Una vita con l’imbracatura addosso per Tamara Lunger, la climber altoatesina dei record. La montagna “rimarrà sempre una parte fondamentale di me”, ha raccontato in un’intervista a Il Corriere della Sera, ma crepacci e pareti ruvide le hanno anche provocato grandi dolori.
Nel 2021, durante la scalata del K2, ha perso il suo compagno Juan Pablo Mohr: “Da quel momento, il mio rapporto con la montagna è cambiato. Sono riuscita a tornare di nuovo in quota grazie a una nuova consapevolezza, anche se non sono più tornata sugli Ottomila”, ha confessato. Però “rifarei tutto nello stesso modo, anche perché le esperienze negative appartengono alla vita. I momenti difficili possono insegnare, costringere a riflettere e permettere di crescere, se siamo disposti ad ascoltarli”.

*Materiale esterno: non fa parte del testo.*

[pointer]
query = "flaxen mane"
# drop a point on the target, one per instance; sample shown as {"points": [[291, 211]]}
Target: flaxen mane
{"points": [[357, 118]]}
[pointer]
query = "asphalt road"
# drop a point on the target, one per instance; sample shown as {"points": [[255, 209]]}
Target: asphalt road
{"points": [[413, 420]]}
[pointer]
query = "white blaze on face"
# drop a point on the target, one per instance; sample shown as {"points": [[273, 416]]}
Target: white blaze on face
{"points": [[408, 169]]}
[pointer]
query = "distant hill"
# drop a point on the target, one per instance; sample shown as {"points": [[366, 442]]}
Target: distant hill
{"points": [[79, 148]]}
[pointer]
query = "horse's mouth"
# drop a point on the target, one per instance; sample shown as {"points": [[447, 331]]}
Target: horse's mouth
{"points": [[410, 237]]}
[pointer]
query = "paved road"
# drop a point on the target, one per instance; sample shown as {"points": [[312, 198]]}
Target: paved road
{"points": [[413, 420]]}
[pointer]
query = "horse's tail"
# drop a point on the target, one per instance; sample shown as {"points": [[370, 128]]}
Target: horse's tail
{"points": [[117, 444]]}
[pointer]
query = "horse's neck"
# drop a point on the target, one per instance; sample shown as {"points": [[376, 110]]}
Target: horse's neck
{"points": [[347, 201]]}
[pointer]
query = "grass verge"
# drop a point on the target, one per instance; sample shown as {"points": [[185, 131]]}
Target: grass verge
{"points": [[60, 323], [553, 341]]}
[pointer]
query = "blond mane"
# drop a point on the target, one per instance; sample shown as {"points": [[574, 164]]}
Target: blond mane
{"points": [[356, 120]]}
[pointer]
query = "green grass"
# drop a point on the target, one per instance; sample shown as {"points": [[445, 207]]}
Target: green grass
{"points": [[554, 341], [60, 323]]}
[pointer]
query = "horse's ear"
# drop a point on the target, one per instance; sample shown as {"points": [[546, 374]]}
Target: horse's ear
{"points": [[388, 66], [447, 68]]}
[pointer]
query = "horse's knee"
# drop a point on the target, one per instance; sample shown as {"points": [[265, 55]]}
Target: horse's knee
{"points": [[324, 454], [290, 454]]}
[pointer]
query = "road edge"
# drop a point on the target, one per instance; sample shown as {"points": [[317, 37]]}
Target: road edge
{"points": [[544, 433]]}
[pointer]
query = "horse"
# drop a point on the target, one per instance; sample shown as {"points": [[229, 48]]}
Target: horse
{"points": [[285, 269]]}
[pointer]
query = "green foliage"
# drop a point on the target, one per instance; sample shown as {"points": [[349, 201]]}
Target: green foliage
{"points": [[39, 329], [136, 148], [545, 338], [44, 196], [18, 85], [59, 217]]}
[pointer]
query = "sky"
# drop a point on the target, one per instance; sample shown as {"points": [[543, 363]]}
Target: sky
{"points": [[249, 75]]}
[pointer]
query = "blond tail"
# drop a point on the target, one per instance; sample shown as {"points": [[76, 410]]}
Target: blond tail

Di recente, Lunger ha abbandonato la montagna e le spedizioni sull’Himalaya. Ha trascorso invece tre mesi nella steppa mongola. Da sola con un cammello, “che è diventato davvero un compagno di strada”. La Mongolia, ha confessato, “mi ha offerto uno spazio completamente differente, nel quale potevo camminare, osservare e pensare senza dover raggiungere necessariamente una vetta”. Un modo per dimostrare a se stessa “che non ero soltanto capace di andare in montagna”.